Despite strict emissions limits, waste incinerators are responsible for almost one fifth of all dioxins released into the air in the European Union (Chapter 5.1.1.1). It is evident that pyrolysis and plasma gasification of waste, as well as technologies now summarized under the name "chemical recycling" of plastic waste, do not represent functional substitutes for waste incineration and are similarly problematic in terms of environmental impacts or have different negative effects than "classical" waste incinerators (Chapters 3 and 6). The most suitable alternatives in the field of waste management therefore appear to be greater investment in waste prevention, sorting and recycling, which primarily includes bio-waste composting (Chapters 8 and 9.1.3). For municipal waste, the most appropriate solution is to set up systems called zero waste (see Chapter 8.1), even though some residual waste still remains.
This report adds to the growing body of evidence that waste incineration undermines more sustainable Zero Waste policies and the goal of a Circular Economy.
Many countries rely on the European Best Available Technique (BAT) guidelines (European Commission, 2019) as the basis for their own country specific industrial regulation standards to justify approving incinerator projects. Yet this report highlights the significant failures of these guidelines as experienced by the Czech Republic and many other European countries. The material reality of the adverse impacts of waste incineration on those communities living close to such facilities is underscored by this document.
As the Global South faces a concerted push to establish waste incineration widely, particularly in the Southeast Asian region, where there is little experience with such technologies and industrial regulatory oversight is not assured, the protection of the environment and human health subsequently faces many serious threats.
Despite the claims of waste incineration proponents and governments that the EU Best Practice Standards for waste incineration operations are robust and protect human health and the environment, but the most dangerous substances (such as dioxins or mercury) that are produced during combustion are monitored in emissions only twice a year, and many of them are not monitored at all (Chapters 3.1 and 5.1.1.1). Waste incinerators also release significant amounts of mercury and other toxic metals into the environment with negative effects on health. Due to emission limits, incinerators must clean their flue gases.
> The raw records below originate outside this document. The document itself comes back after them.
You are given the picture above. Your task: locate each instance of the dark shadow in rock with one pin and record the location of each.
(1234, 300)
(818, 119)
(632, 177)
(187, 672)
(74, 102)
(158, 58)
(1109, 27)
However, this creates another flow of toxic waste in the form of ash and air pollution control (APC) residues, which should require strict handling and treatment regulations as a hazardous waste. (Chapters 3.3 and 5.1.1.3). The failure to adequately account for and regulate fly ash, and therefore, the dioxins and other POPs it contains, significantly contributes to exceeding the planetary limits of chemical pollution (Chapter 4.2). The amount of unregulated dioxins in fly ash out of control corresponds to the maximum tolerable intake of these substances for the population of up to 133 planets Earth.
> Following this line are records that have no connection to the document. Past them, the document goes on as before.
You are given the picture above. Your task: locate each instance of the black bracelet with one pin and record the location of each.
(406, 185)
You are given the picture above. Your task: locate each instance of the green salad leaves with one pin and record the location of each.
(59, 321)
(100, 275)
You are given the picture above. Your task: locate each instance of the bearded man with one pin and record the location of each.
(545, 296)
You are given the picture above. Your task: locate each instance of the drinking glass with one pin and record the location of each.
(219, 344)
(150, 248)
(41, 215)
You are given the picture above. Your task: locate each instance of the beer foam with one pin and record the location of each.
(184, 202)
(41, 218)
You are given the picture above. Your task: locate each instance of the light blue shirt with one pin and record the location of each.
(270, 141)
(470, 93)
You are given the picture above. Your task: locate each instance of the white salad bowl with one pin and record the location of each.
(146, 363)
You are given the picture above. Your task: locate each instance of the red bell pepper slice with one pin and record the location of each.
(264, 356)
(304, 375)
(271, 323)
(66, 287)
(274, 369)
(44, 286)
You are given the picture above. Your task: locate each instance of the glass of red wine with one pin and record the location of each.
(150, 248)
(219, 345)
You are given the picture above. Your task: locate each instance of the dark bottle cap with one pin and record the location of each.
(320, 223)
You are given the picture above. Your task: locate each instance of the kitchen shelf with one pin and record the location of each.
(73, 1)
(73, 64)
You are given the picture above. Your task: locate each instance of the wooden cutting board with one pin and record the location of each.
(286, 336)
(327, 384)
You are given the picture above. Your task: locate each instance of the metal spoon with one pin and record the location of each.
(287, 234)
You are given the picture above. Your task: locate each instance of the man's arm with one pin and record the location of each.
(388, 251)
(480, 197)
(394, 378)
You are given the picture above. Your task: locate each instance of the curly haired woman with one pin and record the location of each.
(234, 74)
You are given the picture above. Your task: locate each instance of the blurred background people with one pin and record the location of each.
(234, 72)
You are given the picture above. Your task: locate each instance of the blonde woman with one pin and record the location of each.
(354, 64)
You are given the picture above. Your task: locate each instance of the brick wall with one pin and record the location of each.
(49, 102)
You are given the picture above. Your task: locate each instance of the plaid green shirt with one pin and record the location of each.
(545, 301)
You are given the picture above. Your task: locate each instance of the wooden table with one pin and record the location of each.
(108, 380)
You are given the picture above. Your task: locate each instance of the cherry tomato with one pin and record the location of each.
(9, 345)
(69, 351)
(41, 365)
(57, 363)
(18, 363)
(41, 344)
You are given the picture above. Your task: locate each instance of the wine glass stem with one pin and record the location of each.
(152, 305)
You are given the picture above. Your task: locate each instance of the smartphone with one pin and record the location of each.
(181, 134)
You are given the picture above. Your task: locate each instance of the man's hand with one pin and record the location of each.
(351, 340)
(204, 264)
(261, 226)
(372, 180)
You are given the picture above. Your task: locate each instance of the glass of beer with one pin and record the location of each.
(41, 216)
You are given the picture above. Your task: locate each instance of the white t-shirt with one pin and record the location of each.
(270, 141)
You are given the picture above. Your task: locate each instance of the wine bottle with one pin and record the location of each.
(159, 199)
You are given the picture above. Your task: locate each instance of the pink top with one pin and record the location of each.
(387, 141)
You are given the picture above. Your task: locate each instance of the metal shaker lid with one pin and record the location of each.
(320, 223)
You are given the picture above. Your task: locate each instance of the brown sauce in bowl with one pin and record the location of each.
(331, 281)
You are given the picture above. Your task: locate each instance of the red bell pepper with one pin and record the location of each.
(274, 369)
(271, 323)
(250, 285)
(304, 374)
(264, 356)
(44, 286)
Incinerating waste, while producing the energy that powers our modern, energy-intensive lives, also actively contributes to the cycle of climate change. Emissions of carbon dioxide, created by the combustion process, are one of the driving forces behind the greenhouse effect, which has serious consequences in the form of global warming and climate change. By 2050, the conversion of plastic waste to energy (including incineration in WtE) will lead to greater emissions of carbon dioxide than the burning of fossil fuels. Energy utilization of waste therefore does not help solve global climate change but contributes to it and thus represents a dead end in replacing coal (Chapter 4.1).